Ohio is close to reforming its property tax laws to dramatically cut the costs of developing renewable energy projects in the state. A vote by the state’s House of Representatives late Thursday – and a final clearance from the Senate – passed a bill that is now expected to become law before the summer recess.
Governor Ted Strickland pledged on Friday that he would sign Sub Senate Bill 232 the moment it hits his desk. The new law will mean that renewable energy projects are no longer taxed as just another form of private property. It will set a flat-rate tax of $7,000 per megawatt of generating capacity for clean energy projects. The reform changes a system that had seen renewable energy developers facing a tax rate of up to $40,000 per MW. This was 10 times the rate of neighboring states, and has been seen as a major reason why the state has achieved only a pitiful 7MW of wind power installed so far.
The new law will apply to advanced energy project facilities that begin construction before January 1, 2012, and produce energy by 2013.
It will allow the three wind projects already holding permits to go ahead, with four more in the pipeline also in with a chance of getting federal tax credits under the Recovery Act. As well as renewable energy projects, the new tax regime will also apply to nuclear and “clean” coal developments, although they have until 2017.
The passing of the bill received a warm welcome from Wind and Solar Jobs for Ohio, a grassroots coalition of more than 100 businesses calling for reform of the renewable energy tax laws.

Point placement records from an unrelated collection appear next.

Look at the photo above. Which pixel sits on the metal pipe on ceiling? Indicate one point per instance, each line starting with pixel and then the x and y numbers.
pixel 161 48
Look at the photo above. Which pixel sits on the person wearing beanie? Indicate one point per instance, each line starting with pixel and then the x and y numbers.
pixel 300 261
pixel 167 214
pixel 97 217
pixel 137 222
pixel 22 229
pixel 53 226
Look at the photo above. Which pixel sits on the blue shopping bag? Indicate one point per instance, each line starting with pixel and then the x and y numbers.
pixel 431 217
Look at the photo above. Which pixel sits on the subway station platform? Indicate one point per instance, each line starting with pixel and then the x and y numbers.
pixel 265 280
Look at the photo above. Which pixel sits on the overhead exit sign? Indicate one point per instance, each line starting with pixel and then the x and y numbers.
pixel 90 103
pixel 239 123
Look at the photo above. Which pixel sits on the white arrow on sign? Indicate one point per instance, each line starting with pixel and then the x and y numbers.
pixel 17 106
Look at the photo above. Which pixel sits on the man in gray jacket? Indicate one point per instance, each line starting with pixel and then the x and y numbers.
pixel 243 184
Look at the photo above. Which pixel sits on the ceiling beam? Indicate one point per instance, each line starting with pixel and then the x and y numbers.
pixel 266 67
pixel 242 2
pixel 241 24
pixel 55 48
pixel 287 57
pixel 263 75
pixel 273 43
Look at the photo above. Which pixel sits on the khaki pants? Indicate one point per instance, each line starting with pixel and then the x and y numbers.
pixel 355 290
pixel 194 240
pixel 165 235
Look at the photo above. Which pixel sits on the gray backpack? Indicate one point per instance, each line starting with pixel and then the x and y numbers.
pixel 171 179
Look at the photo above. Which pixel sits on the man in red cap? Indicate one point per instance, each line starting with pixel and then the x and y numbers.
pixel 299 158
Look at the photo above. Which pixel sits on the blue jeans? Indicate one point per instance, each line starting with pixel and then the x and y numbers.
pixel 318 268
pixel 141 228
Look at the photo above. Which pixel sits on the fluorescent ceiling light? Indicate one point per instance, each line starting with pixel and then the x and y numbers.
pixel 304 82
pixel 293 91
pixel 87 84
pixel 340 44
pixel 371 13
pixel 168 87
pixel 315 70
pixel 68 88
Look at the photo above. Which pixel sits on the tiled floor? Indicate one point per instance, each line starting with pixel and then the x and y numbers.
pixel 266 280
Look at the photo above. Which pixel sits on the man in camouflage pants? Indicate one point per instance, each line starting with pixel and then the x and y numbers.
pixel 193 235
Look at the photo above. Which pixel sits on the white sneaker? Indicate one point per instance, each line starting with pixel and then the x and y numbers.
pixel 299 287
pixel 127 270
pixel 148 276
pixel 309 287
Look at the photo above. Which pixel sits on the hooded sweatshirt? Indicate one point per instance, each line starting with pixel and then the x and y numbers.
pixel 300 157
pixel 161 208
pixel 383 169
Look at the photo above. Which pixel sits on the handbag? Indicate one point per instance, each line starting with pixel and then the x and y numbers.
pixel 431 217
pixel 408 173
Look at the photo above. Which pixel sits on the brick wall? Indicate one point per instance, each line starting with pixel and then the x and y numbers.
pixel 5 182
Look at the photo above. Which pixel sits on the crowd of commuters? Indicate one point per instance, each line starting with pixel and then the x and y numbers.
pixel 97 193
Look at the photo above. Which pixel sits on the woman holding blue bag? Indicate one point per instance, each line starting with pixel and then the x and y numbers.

Brad Lystra, manager, economic development partnerships for the American Wind Energy Association, which has fronted the campaign, said on Friday: “With this vote, Ohio public officials have positioned the State to create and protect thousands of local Ohio manufacturing, construction, operations and maintenance jobs in the wind industry.” “By eliminating this tax disadvantage, Ohio lawmakers have strengthened the renewable market and secured millions in new tax revenue for local communities,” Mr Lystra added.
“Additionally, Ohio’s struggling manufacturing industry will get a significant boost from wind turbine component part orders and position itself to see even greater investments from wind and solar manufacturers looking to expand into new markets and supply chains.”